A compiler can be considered as a multi-step pipeline which is fed the source program text as input and produces the desired intermediate code as output. For this course, we’ll be producing LLVM intermediate representation as the output, more on that later.
Think of reading a story, how do you process a paragraph of text? You interpret closely placed letters as words, closely placed words as sentences and derive what the author meant to say. Compiling programs is very similar. The following diagram shows the major steps in compilation:
We start with the source program text and first break it down into meaningful words, or tokens. Similar to the English language, tokens can be separated by spaces between them.
Often also called syntactic analysis, parsing receives the tokens from lexical analysis as input and produces a meaningful structure that represents the program. This structure is called the abstract syntax tree — abstract because it represents the “meaningful structure” irrespective of the source language. Consider it similar to identifying sentences and paragraphs in a story.
Now that we have a structure representing the meaning of the program, it’s time to check if the meaning is correct and if our language allows the behaviour expressed by the program. One of the major checks is type analysis.
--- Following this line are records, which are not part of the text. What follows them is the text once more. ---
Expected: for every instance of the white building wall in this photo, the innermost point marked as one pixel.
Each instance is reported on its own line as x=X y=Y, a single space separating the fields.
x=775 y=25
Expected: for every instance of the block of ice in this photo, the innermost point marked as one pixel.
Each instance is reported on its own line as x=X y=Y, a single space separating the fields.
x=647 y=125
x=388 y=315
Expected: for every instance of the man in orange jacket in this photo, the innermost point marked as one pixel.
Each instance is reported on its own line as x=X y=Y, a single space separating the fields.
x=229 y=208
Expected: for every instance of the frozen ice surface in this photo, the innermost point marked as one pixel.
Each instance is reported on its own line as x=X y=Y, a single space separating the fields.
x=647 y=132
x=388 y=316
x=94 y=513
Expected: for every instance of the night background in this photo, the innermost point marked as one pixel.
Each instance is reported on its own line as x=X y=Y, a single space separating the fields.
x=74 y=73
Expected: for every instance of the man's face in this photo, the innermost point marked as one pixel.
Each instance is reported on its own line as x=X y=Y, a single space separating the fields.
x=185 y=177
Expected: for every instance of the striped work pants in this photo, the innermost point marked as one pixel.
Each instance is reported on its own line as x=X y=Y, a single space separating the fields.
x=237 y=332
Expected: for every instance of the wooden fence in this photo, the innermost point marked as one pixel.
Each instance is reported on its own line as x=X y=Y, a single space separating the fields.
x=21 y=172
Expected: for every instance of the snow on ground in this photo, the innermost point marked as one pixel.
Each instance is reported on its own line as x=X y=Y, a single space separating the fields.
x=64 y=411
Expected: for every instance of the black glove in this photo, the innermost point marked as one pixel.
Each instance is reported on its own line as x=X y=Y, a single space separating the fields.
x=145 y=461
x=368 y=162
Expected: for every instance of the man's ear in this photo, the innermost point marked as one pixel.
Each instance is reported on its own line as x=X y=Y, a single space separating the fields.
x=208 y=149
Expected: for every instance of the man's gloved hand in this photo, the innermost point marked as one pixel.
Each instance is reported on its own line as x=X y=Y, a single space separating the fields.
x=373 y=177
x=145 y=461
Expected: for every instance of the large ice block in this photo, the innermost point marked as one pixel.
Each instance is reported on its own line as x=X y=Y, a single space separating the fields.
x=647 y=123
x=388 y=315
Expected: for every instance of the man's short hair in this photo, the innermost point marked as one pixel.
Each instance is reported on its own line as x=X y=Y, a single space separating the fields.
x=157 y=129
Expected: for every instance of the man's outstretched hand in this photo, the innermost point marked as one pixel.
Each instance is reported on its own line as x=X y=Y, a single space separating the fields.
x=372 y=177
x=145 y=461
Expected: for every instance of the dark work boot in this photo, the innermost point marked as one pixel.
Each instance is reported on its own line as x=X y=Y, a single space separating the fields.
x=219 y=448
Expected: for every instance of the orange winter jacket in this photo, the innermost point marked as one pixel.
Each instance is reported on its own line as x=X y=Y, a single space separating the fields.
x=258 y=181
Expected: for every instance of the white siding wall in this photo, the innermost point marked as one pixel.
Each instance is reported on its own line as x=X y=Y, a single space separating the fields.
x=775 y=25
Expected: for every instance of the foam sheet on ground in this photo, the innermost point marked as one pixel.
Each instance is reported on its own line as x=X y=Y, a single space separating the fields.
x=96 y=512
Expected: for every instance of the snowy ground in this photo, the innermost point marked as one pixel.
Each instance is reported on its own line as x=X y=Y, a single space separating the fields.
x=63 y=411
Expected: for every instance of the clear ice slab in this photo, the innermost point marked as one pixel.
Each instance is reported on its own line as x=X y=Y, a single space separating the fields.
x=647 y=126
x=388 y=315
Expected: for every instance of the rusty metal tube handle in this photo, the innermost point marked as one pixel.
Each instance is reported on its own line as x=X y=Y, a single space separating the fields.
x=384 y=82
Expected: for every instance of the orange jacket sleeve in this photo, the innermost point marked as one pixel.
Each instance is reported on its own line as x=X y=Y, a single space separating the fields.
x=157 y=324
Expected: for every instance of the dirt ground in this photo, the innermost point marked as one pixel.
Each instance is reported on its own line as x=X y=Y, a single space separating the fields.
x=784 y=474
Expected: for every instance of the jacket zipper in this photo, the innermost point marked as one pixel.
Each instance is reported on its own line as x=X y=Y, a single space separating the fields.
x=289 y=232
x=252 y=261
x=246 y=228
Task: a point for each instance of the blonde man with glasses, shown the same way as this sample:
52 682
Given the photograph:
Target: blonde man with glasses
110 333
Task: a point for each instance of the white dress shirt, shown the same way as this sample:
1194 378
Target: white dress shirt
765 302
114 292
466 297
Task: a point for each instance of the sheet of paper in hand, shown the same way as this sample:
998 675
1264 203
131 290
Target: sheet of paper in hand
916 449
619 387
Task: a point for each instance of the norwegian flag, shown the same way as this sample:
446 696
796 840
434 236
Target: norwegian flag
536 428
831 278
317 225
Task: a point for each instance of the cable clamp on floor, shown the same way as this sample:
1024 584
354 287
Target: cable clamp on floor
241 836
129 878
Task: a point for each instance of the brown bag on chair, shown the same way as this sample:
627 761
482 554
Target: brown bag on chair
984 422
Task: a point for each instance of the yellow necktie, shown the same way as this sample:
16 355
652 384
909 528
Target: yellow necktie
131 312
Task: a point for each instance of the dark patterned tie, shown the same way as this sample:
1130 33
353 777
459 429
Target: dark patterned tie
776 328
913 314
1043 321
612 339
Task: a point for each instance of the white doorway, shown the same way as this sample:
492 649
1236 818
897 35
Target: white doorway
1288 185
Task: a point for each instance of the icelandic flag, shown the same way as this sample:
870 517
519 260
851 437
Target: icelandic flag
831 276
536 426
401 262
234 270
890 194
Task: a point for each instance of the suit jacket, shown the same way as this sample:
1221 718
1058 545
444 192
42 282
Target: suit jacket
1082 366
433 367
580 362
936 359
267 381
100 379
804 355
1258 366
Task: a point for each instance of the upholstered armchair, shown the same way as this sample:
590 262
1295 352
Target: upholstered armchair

Entities in a program are associated with a type which represents the kind of data the entity can hold, or the kind of behaviour an entity can support.
A common use case for types is verifying arithmetic plausibility. A number can be added to another number, but not to a string (in most languages). Type checking verifies such rules and throws semantic errors if the program violates them.
Once everything is checked by semantic analysis, we are good to finally translate the program. We take the AST and generate target code, in our case LLVM intermediate representation (IR). IRs can be of various forms and types, sometimes graphical, stack-based or tree-like. LLVM IR is a popular compiler IR as it allows you to target multiple architectures using existing LLVM utilities which can process your IR.